Cependant le feu ardent et sans fumée avait respecté le corps de Sita qui, même placée au milieu du bûcher, ne se consumait pas. Tout à coup, voilà que le feu s’incarna dans un corps et que soudain il s’élança hors du brasier en tenant Sita dans ses bras, qu'il déposa entre les bras de Rama.
Alors ce témoin incorruptible du monde et de ses turpitudes, Agni, le dieu du feu, dit à Rama : « Voici ton épouse, Rama ; il n’existait aucune faute en elle.
Cette femme vertueuse à la sage conduite n’a pas failli envers toi, ni de parole, ni de pensée, ni par l’esprit, ni par les yeux. Un jour où tu l'avais laissée seule, le démon Ravana, d’une irrésistible vigueur l’emporta malgré sa résistance loin de la forêt solitaire où vous viviez. Enfermée dans ses quartiers, triste, absorbée dans ton souvenir, n’ayant de pensée que pour toi, surveillée de tous les côtés par des démons difformes, tentée et menacée de toutes les manières, ta femme, son âme toujours tournée vers toi, n’a jamais ne serait-ce que songé à son ravisseur.
Reçois-la pure, elle est sans tache : il n’existe pas en elle la moindre faute : je t’en suis le garant. Le feu voit tout ce qu’il y a de manifeste et tout ce qu’il y a de caché : aussi, ta Sita m’est-elle connue, à moi, qui viens de l’observer ici même et de mes propres yeux ! »

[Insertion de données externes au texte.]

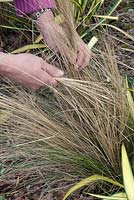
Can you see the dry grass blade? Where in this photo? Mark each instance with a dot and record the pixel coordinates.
(78, 132)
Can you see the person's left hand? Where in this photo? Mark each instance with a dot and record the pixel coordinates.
(50, 29)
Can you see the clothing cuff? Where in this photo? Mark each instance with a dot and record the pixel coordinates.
(29, 6)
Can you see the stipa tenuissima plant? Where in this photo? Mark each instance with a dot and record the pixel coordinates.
(76, 133)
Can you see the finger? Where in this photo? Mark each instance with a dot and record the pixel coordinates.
(80, 59)
(52, 70)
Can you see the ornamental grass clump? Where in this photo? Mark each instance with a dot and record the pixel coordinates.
(75, 133)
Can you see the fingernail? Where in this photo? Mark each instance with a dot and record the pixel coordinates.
(59, 73)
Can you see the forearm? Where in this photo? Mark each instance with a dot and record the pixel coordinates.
(4, 62)
(29, 6)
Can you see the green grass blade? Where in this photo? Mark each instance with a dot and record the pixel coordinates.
(130, 100)
(88, 180)
(119, 196)
(127, 175)
(110, 11)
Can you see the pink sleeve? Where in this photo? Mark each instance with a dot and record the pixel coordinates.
(28, 6)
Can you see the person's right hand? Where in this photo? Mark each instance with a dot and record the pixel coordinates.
(30, 71)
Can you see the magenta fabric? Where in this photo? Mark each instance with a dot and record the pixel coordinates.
(28, 6)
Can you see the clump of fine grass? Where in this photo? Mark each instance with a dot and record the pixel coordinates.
(77, 134)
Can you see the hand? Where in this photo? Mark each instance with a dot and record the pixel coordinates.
(30, 71)
(54, 36)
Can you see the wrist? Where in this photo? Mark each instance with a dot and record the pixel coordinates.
(45, 18)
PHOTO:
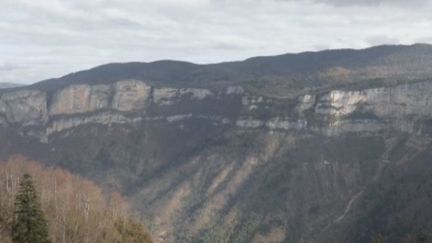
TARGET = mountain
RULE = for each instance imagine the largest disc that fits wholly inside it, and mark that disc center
(315, 147)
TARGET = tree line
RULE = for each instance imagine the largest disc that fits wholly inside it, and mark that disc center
(51, 205)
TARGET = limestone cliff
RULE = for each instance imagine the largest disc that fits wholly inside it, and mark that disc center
(250, 151)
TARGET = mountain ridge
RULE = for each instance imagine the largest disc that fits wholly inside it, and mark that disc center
(228, 162)
(321, 66)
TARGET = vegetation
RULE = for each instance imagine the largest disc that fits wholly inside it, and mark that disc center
(29, 222)
(65, 208)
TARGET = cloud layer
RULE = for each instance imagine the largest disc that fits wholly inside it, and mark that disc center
(41, 39)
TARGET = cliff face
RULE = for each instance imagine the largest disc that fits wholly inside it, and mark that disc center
(223, 163)
(330, 113)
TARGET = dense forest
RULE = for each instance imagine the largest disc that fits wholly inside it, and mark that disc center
(76, 210)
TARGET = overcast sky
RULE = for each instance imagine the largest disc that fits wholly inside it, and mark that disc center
(41, 39)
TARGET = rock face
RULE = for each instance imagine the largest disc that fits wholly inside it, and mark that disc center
(224, 163)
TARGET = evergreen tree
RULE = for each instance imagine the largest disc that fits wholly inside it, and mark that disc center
(29, 225)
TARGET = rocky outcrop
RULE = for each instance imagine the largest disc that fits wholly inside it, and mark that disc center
(330, 113)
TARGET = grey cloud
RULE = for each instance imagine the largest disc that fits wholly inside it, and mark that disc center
(413, 3)
(54, 37)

À ces mots, le héros à l’inébranlable énergie, Rama, répondit au plus parfait des dieux : « Il fallait nécessairement que Sita fût soumise dans les mondes, grand Dieu, à l’épreuve de cette purification ; car, femme charmante, elle avait longtemps habité dans le gynécée de Ravana. « Rama est un insensé ; son âme n’est qu’une esclave de l’amour, » auraient dit les mauvaises langues, si je n’eusse point fait passer Sita par cette purification. Cependant je savais bien qu'elle n’avait pas changé, qu’elle m’était toujours dévouée et que sa pensée avait sens cesse erré autour de moi depuis son départ. Cependant, afin d'attirer les trois mondes dans cette assemblée, je n’ai point arrêté Sita, quand elle s’est jetée au milieu du feu.

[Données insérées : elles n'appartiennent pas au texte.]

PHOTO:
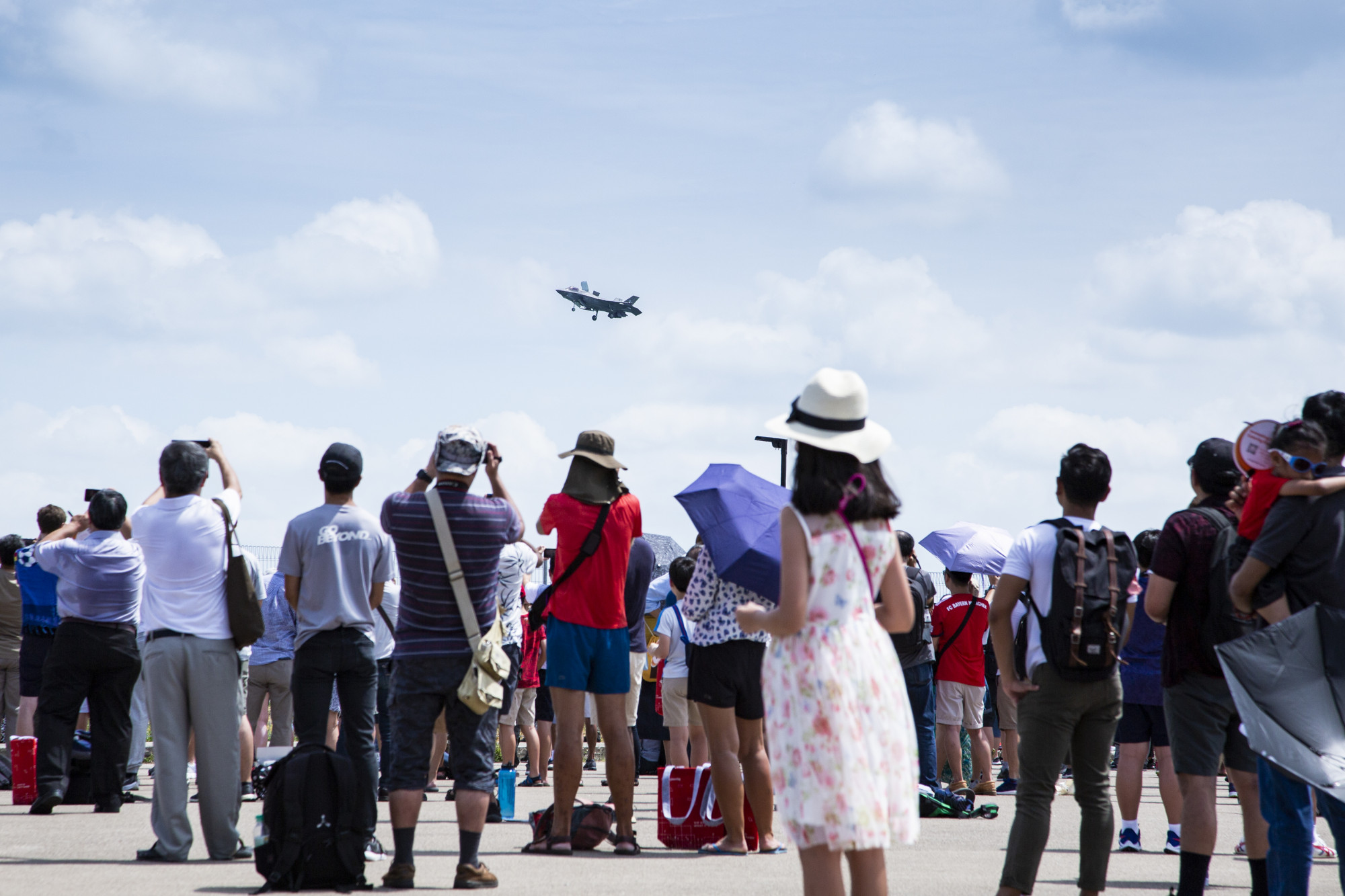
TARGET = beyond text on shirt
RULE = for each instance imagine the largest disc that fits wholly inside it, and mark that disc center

De même que l’océan ne peut franchir son rivage, les démons ne peuvent triompher d'une femme défendue par sa vertu. Non, Sita n’a pas plus donné son cœur à un autre, que la splendeur n'a divorcé d'avec le soleil ! »
Rama reconnut ainsi, par le témoignage du feu, l’innocence de son épouse. Ce grand exploit, qui est qu'un homme accepte son erreur, réjouit en un instant les trois mondes et pour cette occasion les êtres qui se meuvent se réconcilient avec ceux qui ne se meuvent pas, ainsi qu'avec les nombreuses divinités et les grands Rishis.
Rama fut alors rempli d’allégresse et il fut comblé d’honneurs par toutes les Divinités.